Lo primero y más útil que uno aprende en la escuela son los días de la semana. Y ya dueño de los días de la semana, yo sabía que «él» venía el martes. Después descubrí también que un martes iba hacia las calles del otro lado de la Estación y otro hacia nuestro lado.
Por ello ese martes me hice la «rabona». No quería que ni siquiera Totoca lo supiera; si no tendría que pagarle algunas bolitas para que no contase nada en casa. Como era temprano y él debía aparecer cuando el reloj de la iglesia diera las nueve, fui a dar unas vueltas por las calles. Las que no eran peligrosas, claro. Primero me detuve en la iglesia y eché una mirada a los santos.

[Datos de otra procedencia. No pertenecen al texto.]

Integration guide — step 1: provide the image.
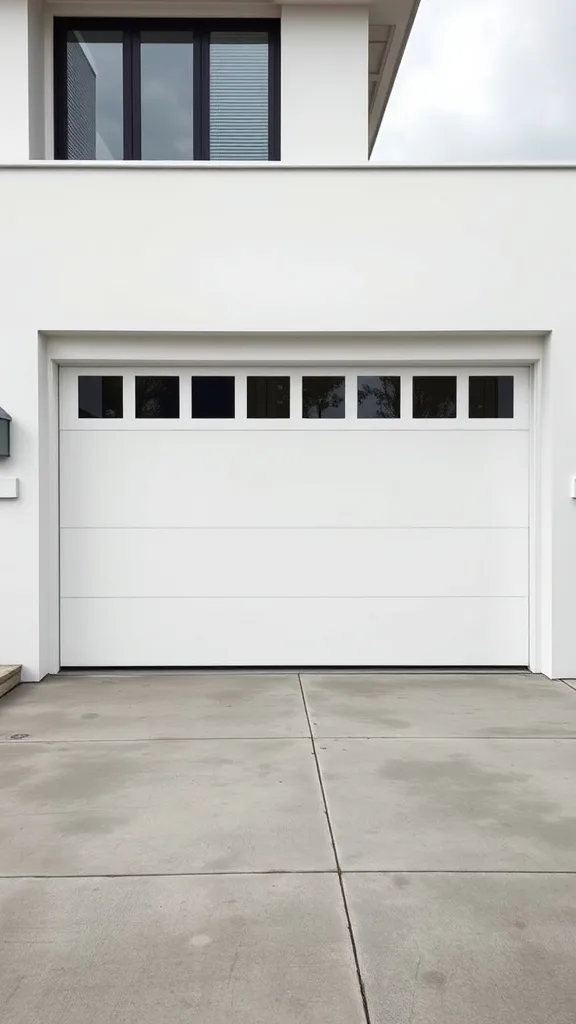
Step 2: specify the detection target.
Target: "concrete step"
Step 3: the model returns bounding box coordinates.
[0,665,22,697]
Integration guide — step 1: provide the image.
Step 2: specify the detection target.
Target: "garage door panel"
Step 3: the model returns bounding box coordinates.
[60,425,529,528]
[61,597,528,667]
[60,528,528,598]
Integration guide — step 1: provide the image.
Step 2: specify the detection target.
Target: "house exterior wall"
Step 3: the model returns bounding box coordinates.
[0,164,576,678]
[0,6,576,679]
[281,5,368,164]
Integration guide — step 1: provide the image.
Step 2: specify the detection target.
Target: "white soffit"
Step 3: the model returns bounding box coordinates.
[48,0,420,151]
[368,0,420,152]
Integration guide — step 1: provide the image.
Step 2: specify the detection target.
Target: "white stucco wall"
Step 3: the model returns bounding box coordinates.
[281,5,368,164]
[0,165,576,678]
[0,0,45,161]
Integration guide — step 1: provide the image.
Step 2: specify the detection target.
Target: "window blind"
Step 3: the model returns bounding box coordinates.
[210,32,269,160]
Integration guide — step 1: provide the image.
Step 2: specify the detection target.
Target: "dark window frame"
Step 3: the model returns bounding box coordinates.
[54,17,280,163]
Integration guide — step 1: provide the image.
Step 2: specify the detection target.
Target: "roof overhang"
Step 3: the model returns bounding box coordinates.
[275,0,420,152]
[368,0,420,153]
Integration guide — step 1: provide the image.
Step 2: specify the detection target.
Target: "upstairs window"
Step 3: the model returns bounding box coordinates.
[54,18,280,161]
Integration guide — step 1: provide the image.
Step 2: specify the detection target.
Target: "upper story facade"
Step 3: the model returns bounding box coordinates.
[0,0,418,165]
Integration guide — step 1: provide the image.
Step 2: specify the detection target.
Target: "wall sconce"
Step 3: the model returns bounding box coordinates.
[0,409,12,459]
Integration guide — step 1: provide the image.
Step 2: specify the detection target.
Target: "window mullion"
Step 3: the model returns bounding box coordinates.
[131,29,142,160]
[122,29,133,160]
[193,27,210,160]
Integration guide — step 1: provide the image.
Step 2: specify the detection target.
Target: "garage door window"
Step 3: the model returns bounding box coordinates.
[192,377,231,420]
[412,377,456,420]
[468,376,515,420]
[78,376,124,420]
[302,377,345,420]
[358,377,400,420]
[246,377,290,420]
[136,377,180,420]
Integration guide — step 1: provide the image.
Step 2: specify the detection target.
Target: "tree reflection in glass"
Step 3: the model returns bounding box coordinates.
[302,377,345,420]
[358,377,400,420]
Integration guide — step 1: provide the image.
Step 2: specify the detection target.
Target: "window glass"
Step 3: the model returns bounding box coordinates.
[358,377,400,420]
[192,377,236,420]
[66,29,124,160]
[140,31,194,160]
[78,376,123,420]
[210,32,269,160]
[247,377,290,420]
[302,377,345,420]
[468,376,515,420]
[136,377,180,420]
[412,377,456,420]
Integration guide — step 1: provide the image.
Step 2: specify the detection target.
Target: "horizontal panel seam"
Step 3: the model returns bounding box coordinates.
[60,525,529,534]
[61,592,528,601]
[60,428,530,434]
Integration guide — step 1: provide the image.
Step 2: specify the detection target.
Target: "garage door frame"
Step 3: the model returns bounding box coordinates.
[45,335,542,671]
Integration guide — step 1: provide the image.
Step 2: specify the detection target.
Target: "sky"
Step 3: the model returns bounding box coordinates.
[372,0,576,163]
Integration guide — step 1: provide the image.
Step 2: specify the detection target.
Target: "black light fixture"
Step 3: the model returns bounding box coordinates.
[0,408,12,459]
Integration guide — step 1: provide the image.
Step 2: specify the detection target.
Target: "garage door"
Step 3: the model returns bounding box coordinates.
[60,366,529,667]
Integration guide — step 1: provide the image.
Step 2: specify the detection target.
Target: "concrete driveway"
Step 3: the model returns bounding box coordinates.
[0,673,576,1024]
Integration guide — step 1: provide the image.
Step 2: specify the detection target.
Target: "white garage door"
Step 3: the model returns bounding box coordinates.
[60,367,529,667]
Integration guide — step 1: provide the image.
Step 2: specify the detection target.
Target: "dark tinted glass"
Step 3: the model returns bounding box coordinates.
[412,377,456,420]
[358,377,400,420]
[247,377,290,420]
[78,377,123,420]
[468,377,515,420]
[192,377,235,420]
[140,30,194,160]
[66,29,124,160]
[302,377,345,420]
[136,377,180,420]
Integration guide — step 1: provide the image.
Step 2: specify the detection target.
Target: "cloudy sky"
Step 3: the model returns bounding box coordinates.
[373,0,576,163]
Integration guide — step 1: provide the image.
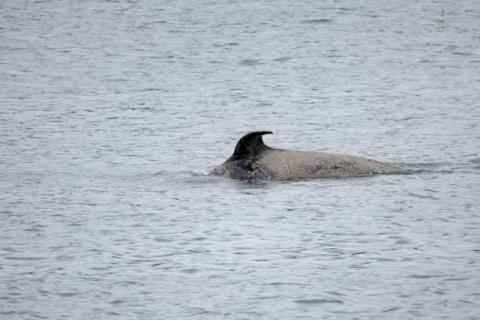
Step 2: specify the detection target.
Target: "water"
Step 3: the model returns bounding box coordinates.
[0,0,480,319]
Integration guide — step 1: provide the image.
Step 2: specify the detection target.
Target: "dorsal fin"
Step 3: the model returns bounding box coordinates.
[228,131,273,161]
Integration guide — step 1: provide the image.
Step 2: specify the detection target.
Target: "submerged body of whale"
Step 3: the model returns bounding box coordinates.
[213,131,400,180]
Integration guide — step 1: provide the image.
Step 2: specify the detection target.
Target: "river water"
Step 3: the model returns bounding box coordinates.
[0,0,480,319]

Me daba cierto miedo ver las imágenes quietas, llenas de velas. Las velas, pestañeando, hacían que también el santo pestañeara. Todavía no estaba muy seguro de que fuese bueno ser santo y estar todo el tiempo quieto, quieto. Di una vuelta por la sacristía, donde don Zacarías se hallaba sacando las velas viejas de los candelabros y colocando otras nuevas. Estaba haciendo un montoncito de cabos encima de la mesa.
Se detuvo, colocóse los anteojos en la punta de la nariz, resopló, se dio vuelta y respondió:
—Buen día, muchacho.
—¿No quiere que lo ayude?
Mis ojos devoraban los cabitos de vela.
—Solamente si quieres molestar. ¿No fuiste a clase hoy?
—Sí, fui. Pero la profesora no vino. Estaba con dolor de dientes.
—¡Ah!
Nuevamente se dio vuelta y se colocó otra vez los anteojos sobre la punta de la nariz.
—¿Qué edad tienes, muchacho?
—Cinco; no, seis años. Seis no, en realidad cinco.
—¿En qué quedamos, cinco o seis?
Pensé en la escuela y mentí:
—Seis.
—Pues con seis años ya estás en buena edad para comenzar el Catecismo.
—¿Yo puedo?
—¿Por qué no? Solamente tienes que venir todos los jueves a las tres de la tarde. ¿Quieres venir?
—Depende. Si usted me da los cabitos de vela, vengo.
—¿Y para qué los quieres?
El diablo me había musitado una cosa. Nuevamente mentí.
—Es para encerar el hilo de mi barrilete para que quede más fuerte.
—Entonces llévalos.
Reuní los pedacitos y los metí en medio de la bolsa, junto con los cuadernos y las bolitas. Deliraba de alegría.
—Muchas gracias, don Zacarías.
—Escucha bien, ¿eh? El jueves.
Salí volando. Como era temprano me daba tiempo para hacer aquello. Corrí hacia enfrente del Casino y, cuando no venía nadie, crucé la calle y pasé lo más rápidamente posible los pedacitos de cera por la calzada. Después volví corriendo y me quedé esperando, sentado en el umbral de una de las cuatro puertas cerradas del Casino. Quería ver de lejos quién iba a resbalar primero.
Ya estaba casi desanimado de tanto esperar. De pronto, ¡plaff! Mi corazón dio un salto; doña Corina, la madre de Nanzeazena, asomó con un pañuelo y un libro en el portal y comenzó a encaminarse hacia la iglesia.
—¡Virgen María!
Ella era amiga de mi madre, y Nanzeazena amiga íntima de Gloria. No quería ver nada. Me lancé a la carrera hasta la esquina y allí me paré a mirar. La mujer estaba desparramada en el suelo diciendo malas palabras.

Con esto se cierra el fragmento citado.